Ensure you've switched to the classic version of the cloud shell before continuing.
In the cloud shell pane, enter the following commands to clone the GitHub repo containing the code files for this exercise (type the command, or copy it to the clipboard and then right-click in the command line and paste as plain text):
rm -r mslearn-ai-semantic-kernel -f
git clone https://github.com/MicrosoftLearning/mslearn-ai-semantic-kernel mslearn-ai-semantic-kernel
Tip: As you paste commands into the cloudshell, the output may take up a large amount of the screen buffer. You can clear the screen by entering the
cls
command to make it easier to focus on each task.
After the repo has been cloned, navigate to the folder containing the application code files:
Note: Follow the steps for your chosen programming language.
Python
cd mslearn-ai-semantic-kernel/Labfiles/04-apply-function-filters/Python
C#
cd mslearn-ai-semantic-kernel/Labfiles/04-apply-function-filters/C-sharp
In the cloud shell command line pane, enter the following command to install the libraries you’ll use:
Python
python -m venv labenv
./labenv/bin/Activate.ps1
pip install python-dotenv semantic-kernel[azure]
C#
dotnet add package Microsoft.SemanticKernel
Enter the following command to edit the configuration file that has been provided:
Python
code .env
C#
code appsettings.json
The file should open in a code editor.
In the code file, replace the your_project_endpoint and your_project_api_key placeholders with the Azure OpenAI endpoint and API key for your project (copied from the project Overview page in the Azure AI Foundry portal), and replace the your_deployment_name placeholder with the name you assigned to your gpt-4o model.
After you replace the placeholders, in the code editor, use the CTRL+S command or Right-click > Save to save your changes and then use the CTRL+Q command or Right-click > Quit to close the code editor while keeping the cloud shell command line open.

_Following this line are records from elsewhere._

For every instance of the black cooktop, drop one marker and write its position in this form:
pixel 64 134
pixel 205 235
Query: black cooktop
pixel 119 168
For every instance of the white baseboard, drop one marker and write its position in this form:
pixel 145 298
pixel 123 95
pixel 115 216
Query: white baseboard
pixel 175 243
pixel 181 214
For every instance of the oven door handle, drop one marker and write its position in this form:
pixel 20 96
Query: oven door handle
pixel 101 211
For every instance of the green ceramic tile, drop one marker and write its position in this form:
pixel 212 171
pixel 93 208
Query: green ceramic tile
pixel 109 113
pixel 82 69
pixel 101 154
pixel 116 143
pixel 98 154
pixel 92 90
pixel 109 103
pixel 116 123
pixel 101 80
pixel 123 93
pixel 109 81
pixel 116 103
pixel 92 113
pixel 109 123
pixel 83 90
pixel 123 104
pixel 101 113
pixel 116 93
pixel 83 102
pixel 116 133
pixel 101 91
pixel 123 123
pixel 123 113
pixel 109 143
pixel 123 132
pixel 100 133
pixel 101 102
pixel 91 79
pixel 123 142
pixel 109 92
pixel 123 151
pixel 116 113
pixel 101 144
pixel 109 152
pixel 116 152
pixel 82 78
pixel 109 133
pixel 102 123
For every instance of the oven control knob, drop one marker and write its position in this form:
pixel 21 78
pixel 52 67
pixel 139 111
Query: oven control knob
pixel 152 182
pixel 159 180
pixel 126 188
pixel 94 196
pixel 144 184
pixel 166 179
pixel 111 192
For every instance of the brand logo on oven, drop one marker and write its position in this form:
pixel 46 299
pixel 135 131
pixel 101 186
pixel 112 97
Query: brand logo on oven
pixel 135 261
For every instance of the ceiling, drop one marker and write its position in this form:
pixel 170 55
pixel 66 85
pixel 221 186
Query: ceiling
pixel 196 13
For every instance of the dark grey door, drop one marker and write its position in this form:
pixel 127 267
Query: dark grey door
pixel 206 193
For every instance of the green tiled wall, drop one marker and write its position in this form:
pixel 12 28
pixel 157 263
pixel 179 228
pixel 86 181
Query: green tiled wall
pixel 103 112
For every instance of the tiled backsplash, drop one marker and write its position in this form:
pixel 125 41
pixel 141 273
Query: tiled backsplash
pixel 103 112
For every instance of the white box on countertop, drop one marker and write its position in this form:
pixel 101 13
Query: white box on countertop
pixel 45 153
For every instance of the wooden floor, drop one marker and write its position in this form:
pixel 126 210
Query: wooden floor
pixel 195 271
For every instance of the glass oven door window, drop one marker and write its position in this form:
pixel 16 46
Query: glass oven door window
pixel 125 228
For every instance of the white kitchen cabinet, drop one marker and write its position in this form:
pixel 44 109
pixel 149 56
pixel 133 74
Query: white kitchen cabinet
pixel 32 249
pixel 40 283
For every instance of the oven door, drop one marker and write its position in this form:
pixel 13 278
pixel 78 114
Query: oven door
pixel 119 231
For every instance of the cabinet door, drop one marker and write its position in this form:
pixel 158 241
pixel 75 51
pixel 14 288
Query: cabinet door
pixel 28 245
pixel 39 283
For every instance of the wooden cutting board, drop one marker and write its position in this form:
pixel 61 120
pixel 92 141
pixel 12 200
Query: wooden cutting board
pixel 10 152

In this task, you add a filter function that will request the user’s approval before allowing the assistant to book a flight on their behalf. Let’s get started!
Enter the following command to edit the permission filter file that has been provided:
Python
code filters.py
C#
code Program.cs
Update the class definition under the comment Create the function filer class:
Python
# Create the function filer class
async def permission_filter(context: FunctionInvocationContext,
next: Callable[[FunctionInvocationContext], Awaitable[None]]) -> None:
C#
// Create the function filer class
public class PermissionFilter : IFunctionInvocationFilter
Add the following code under the comment Implement the function invocation method
Python
# Implement the function invocation method
if not has_user_permission(context.function.plugin_name, context.function.name):
context.result = "The operation was not approved by the user"
return
await next(context)
C#
// Implement the function invocation method
public async Task OnFunctionInvocationAsync(FunctionInvocationContext context, Func<FunctionInvocationContext, Task> next)
{
if (!HasUserPermission(context.Function.PluginName, context.Function.Name))
{
context.Result = new FunctionResult(context.Result, "The operation was not approved by the user");
return;
}
await next(context);
}
Add the following code under the comment Add the permission filter to the kernel:
Python
# Add the permission filter to the kernel
kernel.add_filter('function_invocation', permission_filter)
C#
// Add the permission filter to the kernel
kernel.FunctionInvocationFilters.Add(new PermissionFilter());
In the terminal to test your new filter.
Python
# Enter the command
python filters.py
C#
// Enter the command
dotnet run
Try denying the approval request. You should see a response similar to the following output:
User: Find me a flight to Tokyo on January 19
Assistant: I found a flight to Tokyo on the 19th of January. The flight is with Air Japan and the price is $1200.
User: Can you book this flight for me?
System Message: The agent requires an approval to complete this operation. Do you approve (Y/N)
User: N
Assistant: I'm sorry, but I am unable to book the flight for you.
Now you successfully added a function filter service to your kernel. Great work!